Demoralized. Is 14 losses in a row normal?

So I've been on an upward equity curve for the past 2 months or so, over about 200 trades.

My general ratio is this. About 22% 2.7R winners, 20%partial winners(.5R), and 58% 1R losers. R=$460.

This should leave me with about 6k profit per month on a 29k account. I achieved this on my smaller account of 5k before.

And I have now just lost 14 trades in a row over the past 3 days. Right after scraping together 29k for an Interactive Brokers account. Just fell below PDT cutoff.

I did not do anything differently. Nothing worked out. I've had one winner in the last 15 trades.

This feels horrible, and I can't imagine winning a trade again.But something tells me that a 14 trade losing streak, while very unlucky, is completely possible using my winrate percentages. Am I just experiencing a drawdown that I have to get past?

Ps: (Only genuine advice please, I don't need cynicism or mean spirited comments right now.)

Ps 2: (If your system take profit at 2R, don't compare our win rates)

All strategies work until they don't. Yours seems to have stopped working. 14 losing trades in a row is too many. It's time to use a different strategy. Sorry, that's how it works.
 
All strategies work until they don't. Yours seems to have stopped working. 14 losing trades in a row is too many. It's time to use a different strategy. Sorry, that's how it works.
You know nothing about the skew of the strategy returns and the magnitude of the losses, so you can't claim that 14 losses in a row is "too many".
 
All strategies work until they don't. Yours seems to have stopped working. 14 losing trades in a row is too many. It's time to use a different strategy. Sorry, that's how it works.

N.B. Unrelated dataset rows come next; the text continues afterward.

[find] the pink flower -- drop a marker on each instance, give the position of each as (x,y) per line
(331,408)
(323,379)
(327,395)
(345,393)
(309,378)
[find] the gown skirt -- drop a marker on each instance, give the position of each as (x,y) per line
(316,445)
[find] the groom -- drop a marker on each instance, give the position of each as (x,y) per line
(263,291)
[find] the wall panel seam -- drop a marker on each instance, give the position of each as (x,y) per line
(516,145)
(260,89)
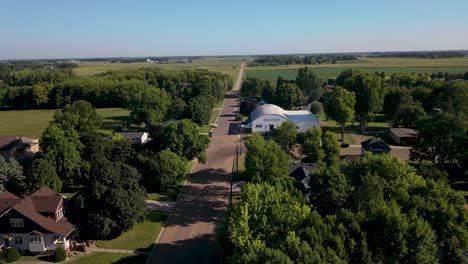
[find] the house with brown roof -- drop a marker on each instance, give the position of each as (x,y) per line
(375,146)
(403,136)
(18,147)
(36,223)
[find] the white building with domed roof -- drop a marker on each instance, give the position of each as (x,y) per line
(267,117)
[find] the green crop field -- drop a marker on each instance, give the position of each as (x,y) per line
(228,66)
(33,122)
(387,65)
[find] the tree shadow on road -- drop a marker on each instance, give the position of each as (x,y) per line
(203,199)
(199,249)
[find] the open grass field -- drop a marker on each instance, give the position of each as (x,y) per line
(108,258)
(387,65)
(228,66)
(141,237)
(33,122)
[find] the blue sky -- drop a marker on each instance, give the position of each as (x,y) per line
(104,28)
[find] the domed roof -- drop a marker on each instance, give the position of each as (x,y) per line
(267,109)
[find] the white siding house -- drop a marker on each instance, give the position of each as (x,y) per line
(267,117)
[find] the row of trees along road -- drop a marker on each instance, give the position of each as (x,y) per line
(110,175)
(186,94)
(372,210)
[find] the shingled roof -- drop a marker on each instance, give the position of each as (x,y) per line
(7,200)
(43,201)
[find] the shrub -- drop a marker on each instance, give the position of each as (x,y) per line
(12,255)
(60,254)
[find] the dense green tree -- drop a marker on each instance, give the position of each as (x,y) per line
(162,170)
(410,115)
(183,138)
(43,173)
(369,92)
(265,160)
(150,107)
(331,149)
(316,108)
(62,148)
(395,101)
(436,138)
(339,106)
(11,175)
(312,147)
(252,87)
(456,100)
(269,94)
(288,96)
(79,116)
(309,83)
(285,135)
(113,202)
(40,94)
(199,109)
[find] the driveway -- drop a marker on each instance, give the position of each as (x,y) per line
(189,232)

No Sir. For Financial markets the exact same strategy that has worked since biblical times and the dawn of the universe, continues to work juicy well today. Buy when there is blood in the street, sell when ET is euphorically Long. Ditto for all moving average crosses, trend lines, channels etc., these fail in the bend in the trend but patience is the best tool in the bend/bear
 
I am re-optimizing my system at the moment. It's going to take me about 2 months to draw concrete conclusions... what I noticed though:

  • widening out stops by 180% (almost double stop distance)
  • Cut trading size in half
  • production returns/results are almost the same
  • Half commission

essentially giving the trade more room to work with less size equates to the same results.

My basis, I know my entrances and target exits are statistically significant...it's just a sizing and risk management optimization adjustment I am testing out. So time consuming though.
 
essentially giving the trade more room to work with less size equates to the same results.

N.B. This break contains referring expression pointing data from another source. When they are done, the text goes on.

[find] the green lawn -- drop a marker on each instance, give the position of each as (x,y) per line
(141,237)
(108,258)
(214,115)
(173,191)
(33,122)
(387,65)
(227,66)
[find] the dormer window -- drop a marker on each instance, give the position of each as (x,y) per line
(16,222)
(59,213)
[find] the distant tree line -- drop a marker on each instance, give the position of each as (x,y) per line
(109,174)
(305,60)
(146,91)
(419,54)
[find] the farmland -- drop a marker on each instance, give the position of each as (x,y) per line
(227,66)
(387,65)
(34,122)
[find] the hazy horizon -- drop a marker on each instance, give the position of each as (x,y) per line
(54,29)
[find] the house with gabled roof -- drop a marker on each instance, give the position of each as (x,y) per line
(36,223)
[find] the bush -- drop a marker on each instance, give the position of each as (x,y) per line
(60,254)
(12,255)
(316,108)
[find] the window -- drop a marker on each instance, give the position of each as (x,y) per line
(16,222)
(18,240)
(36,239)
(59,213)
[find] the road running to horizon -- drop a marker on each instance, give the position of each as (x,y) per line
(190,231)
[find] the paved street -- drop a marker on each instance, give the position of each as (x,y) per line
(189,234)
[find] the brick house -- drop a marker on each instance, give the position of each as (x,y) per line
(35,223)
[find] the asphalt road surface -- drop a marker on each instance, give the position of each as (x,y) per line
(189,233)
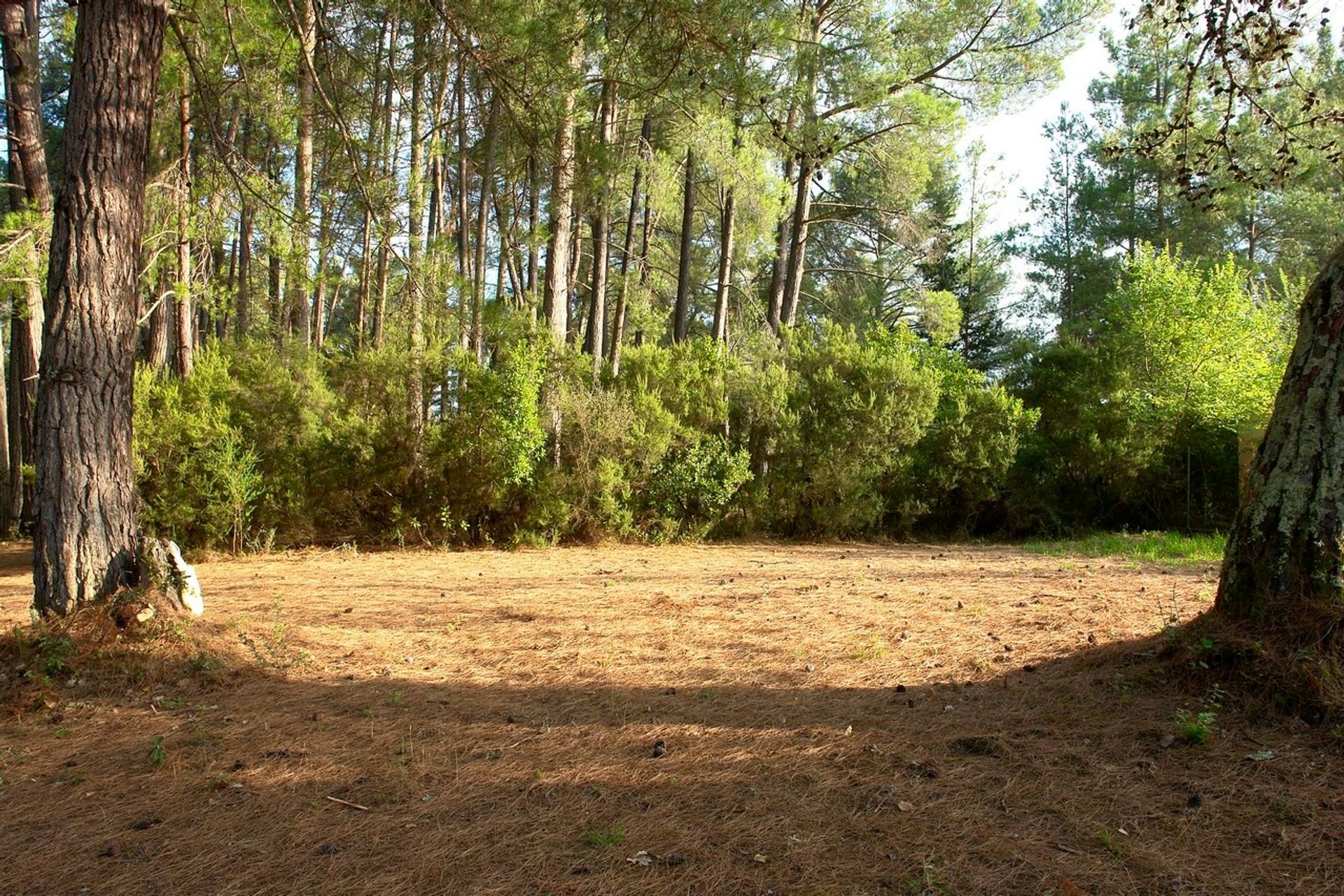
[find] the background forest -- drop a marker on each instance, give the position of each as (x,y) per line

Sounds like a good move. Smaller size equals less stress. The one thing you can count on trading is that eventually you will make a series of dumb mistakes or you will encounter some sort of air shaft drop. Trading small means the difference in a bad day and getting blown out when that happens.
 
and for the original poster. I listened to an ernest chan interview recently, some notes from a quant:

Ernest Chan:

· Be prepared for failure

· Success is an outlier

· Failure is to be expected

· Don't quit your day job

· 2 years of success before you consider full time

· Do not be overly excited about a 1 year positive return
 
I found one of my main problems. I was trading the 5 minute moves at pullback, without taking the end of the 15 minute waves into account, which meant many of my entries were too early. I've seen people talk about using higher time frames, now I see why.
It looks like you are new to trading, take some time to verify your strategy and to improve on your stats using a smaller trade size .

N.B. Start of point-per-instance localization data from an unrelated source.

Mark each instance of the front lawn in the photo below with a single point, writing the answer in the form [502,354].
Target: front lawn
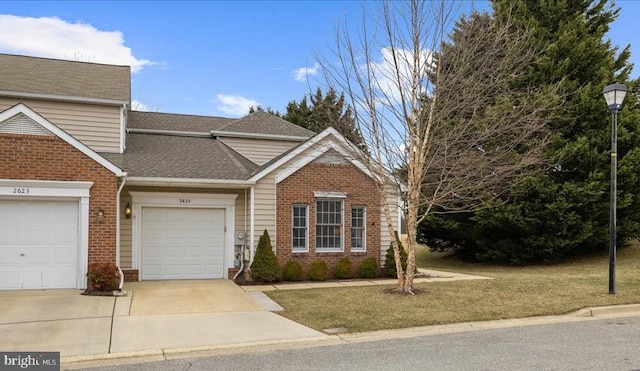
[514,292]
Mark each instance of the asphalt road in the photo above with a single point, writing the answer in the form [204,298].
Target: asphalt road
[604,344]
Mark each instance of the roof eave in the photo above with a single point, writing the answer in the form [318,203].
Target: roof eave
[235,134]
[65,98]
[189,182]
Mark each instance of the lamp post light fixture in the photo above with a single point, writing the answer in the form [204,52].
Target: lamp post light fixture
[614,95]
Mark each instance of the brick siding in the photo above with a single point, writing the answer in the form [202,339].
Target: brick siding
[39,157]
[299,189]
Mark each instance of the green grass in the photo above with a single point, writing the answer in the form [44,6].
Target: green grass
[515,292]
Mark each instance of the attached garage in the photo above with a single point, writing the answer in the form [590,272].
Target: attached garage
[43,234]
[182,243]
[181,236]
[38,244]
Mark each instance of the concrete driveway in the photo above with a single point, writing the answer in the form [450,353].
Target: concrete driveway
[154,317]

Use some kind of filter to reduce the number of losing trades.
Confirmation using a higher time frame is good but the time of the day can also be a good filter.

Take care
 
I am surprised that no one asked him to list his winning traders and compare them his losing trades.
How could you develop a whole discussion over something random such as "14 trades"?
Also, during what period were the winning trades versus losing trades? These small factors would reveal his strengths and weaknesses.